Tag Archives: don’twop

War Party // If “Tomorrow’s a Drag”, what was yesterday // 10.31.13

{Updates: https://thewarparty.bandcamp.com/}

Cameron Smith is a grand raconteur, he speaks with purpose and a reverence for language and ideas. Interactions follow the tangents of constant reference. My interest in his band, War Party, dates back to the final West Berry Block Party. Eventually, we would talk for hours over High Life at Magnolia Motor Lounge, covering topics from skate vids’ to strange Hardcore cultural offshoots.

A couple of months later, asked to book a showcase at Lola’s, my first call was to Smith, his Lo-Life Recordings cohorts Doom Ghost and Bitch Bricks filled out the bill. In conjunction with the inaugural show, they invited me to participate in a promo video, as the interrogator in a parody of Tom Snyder’s classic PiL interview. The folks at The Fort Worth Weekly were kind enough to allow us to use their foyer as our improvised set.

Tyler Moore (bass) wrote the script, Peter Marsh (drummer) directed the shoot, and Cameron Smith, Verne Marigold and Bitch Brick Alena Springer spoke in brilliantly broken British accents throughout the afternoon. The following December, back at MML, we had War Party onstage as a part of a Benefit for Norton Records, hit hard by Hurricane Sandy.

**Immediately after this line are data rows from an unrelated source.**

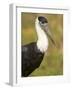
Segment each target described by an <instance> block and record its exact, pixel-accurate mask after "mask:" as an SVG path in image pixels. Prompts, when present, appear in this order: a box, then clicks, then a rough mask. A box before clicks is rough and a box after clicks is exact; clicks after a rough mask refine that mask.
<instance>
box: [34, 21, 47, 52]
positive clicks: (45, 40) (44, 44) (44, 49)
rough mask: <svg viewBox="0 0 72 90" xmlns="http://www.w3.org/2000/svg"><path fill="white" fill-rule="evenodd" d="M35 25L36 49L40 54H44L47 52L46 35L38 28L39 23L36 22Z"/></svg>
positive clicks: (41, 28) (46, 43) (46, 38)
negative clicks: (36, 44) (36, 39)
mask: <svg viewBox="0 0 72 90" xmlns="http://www.w3.org/2000/svg"><path fill="white" fill-rule="evenodd" d="M35 25H36V32H37V36H38V40H37V48H38V49H39V50H40V51H41V52H42V53H44V52H46V51H47V48H48V37H47V35H46V33H45V32H44V30H42V28H41V27H40V25H39V23H37V22H36V23H35Z"/></svg>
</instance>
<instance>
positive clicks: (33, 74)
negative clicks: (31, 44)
mask: <svg viewBox="0 0 72 90" xmlns="http://www.w3.org/2000/svg"><path fill="white" fill-rule="evenodd" d="M37 16H44V17H46V18H47V19H48V25H49V29H50V30H51V33H52V34H53V38H54V41H55V43H56V47H54V46H53V45H52V43H51V41H50V40H49V47H48V51H47V52H46V53H45V56H44V59H43V61H42V63H41V65H40V67H39V68H38V69H36V70H35V71H34V72H33V73H32V74H31V75H30V76H53V75H63V14H43V13H24V12H22V13H21V45H26V44H29V43H31V42H34V41H36V40H37V34H36V31H35V19H36V18H37Z"/></svg>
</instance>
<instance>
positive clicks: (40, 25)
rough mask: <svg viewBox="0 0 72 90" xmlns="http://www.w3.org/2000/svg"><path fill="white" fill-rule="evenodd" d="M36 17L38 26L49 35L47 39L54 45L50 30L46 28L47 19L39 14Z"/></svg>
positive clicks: (46, 23) (47, 28) (47, 24)
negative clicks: (47, 38) (51, 41)
mask: <svg viewBox="0 0 72 90" xmlns="http://www.w3.org/2000/svg"><path fill="white" fill-rule="evenodd" d="M37 19H38V20H37V21H38V23H39V25H40V27H41V28H42V29H41V30H43V31H44V32H45V33H46V35H47V36H48V37H49V39H50V40H51V41H52V43H53V44H54V46H55V41H54V40H53V37H52V34H51V31H50V30H49V28H48V20H47V19H46V18H45V17H43V16H39V17H38V18H37Z"/></svg>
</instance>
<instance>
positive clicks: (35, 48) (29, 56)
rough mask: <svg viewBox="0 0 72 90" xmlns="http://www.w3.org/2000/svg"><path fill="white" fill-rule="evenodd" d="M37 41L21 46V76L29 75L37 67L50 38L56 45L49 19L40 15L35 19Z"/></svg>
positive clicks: (54, 44) (35, 26) (28, 75)
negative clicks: (52, 37)
mask: <svg viewBox="0 0 72 90" xmlns="http://www.w3.org/2000/svg"><path fill="white" fill-rule="evenodd" d="M35 28H36V33H37V42H32V43H30V44H27V45H23V46H21V64H22V65H21V72H22V73H21V76H22V77H27V76H29V75H30V74H31V73H32V72H33V71H34V70H35V69H37V68H38V67H39V66H40V64H41V62H42V60H43V57H44V54H45V52H46V51H47V49H48V45H49V42H48V38H49V39H50V40H51V41H52V43H53V44H54V45H55V42H54V40H53V38H52V35H51V32H50V31H49V29H48V21H47V19H46V18H45V17H44V16H38V17H37V18H36V20H35Z"/></svg>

At Bearded Lady last summer, I was curious about War Party’s full-length, Tomorrow’s a Drag. Smith sat down with me over beers and beneath an umbrella, obscuring as best it might the magnesium sun at our necks.

The record was produced under continued collaboration with Eagle Audio and Britt Robisheaux, which as Smith explains was a simple choice, “We did the split with Doom Ghost there and Britt really gets what we are doing.” Tomorrow’s A Drag is a an uncompromisingly solid album, each song manifesting its own style within the context of War Party’s sound, “We purposely started this band without a genre, without something we would get stuck in, so we could just write we feel.”

Garage rock fuzz spills and congeals around Smith’s feverish vocal abandon. Not only do they rock, but they swing as they pull from prototypical youth sounds of Punk and Doo Wop. He recites the satirical one-off genres, “Turf Rock, Slack Metal, and of course, we’ve done the Don’t Wop thing on ‘Problem Solver’.” The songs resonate with the gurgling dissatisfaction of our times, saturated gloriously with a rebellious joy – covered in barbed hooks which may never be removed.

Adding depth to the songwriting corps, Williford and Moore contribute lyrics on a pair of gritty rippers, “Death of a Radiator” and “Hamsterdam” respectively. “Radiator” depicts life from the road, perhaps a modern day quintet of Beats in lines like, “I got a song in my head, it keeps me up all night” from (I Get High With A Little Help From My) Fringe.

Photo by Steve Watkins

Photo by Steve Watkins

Expanding the party, they’ve added Spacewolf aka Christopher Walden on trombone, “Instead of Ricky grabbing the trumpet occasionally, we’ve got a sense of permanency with the horns. Whether harmonizing together or just that low end underneath everything.” In addition, Walden has brought out the organ parts Williford’s plays on the album, further filling out the band’s sound.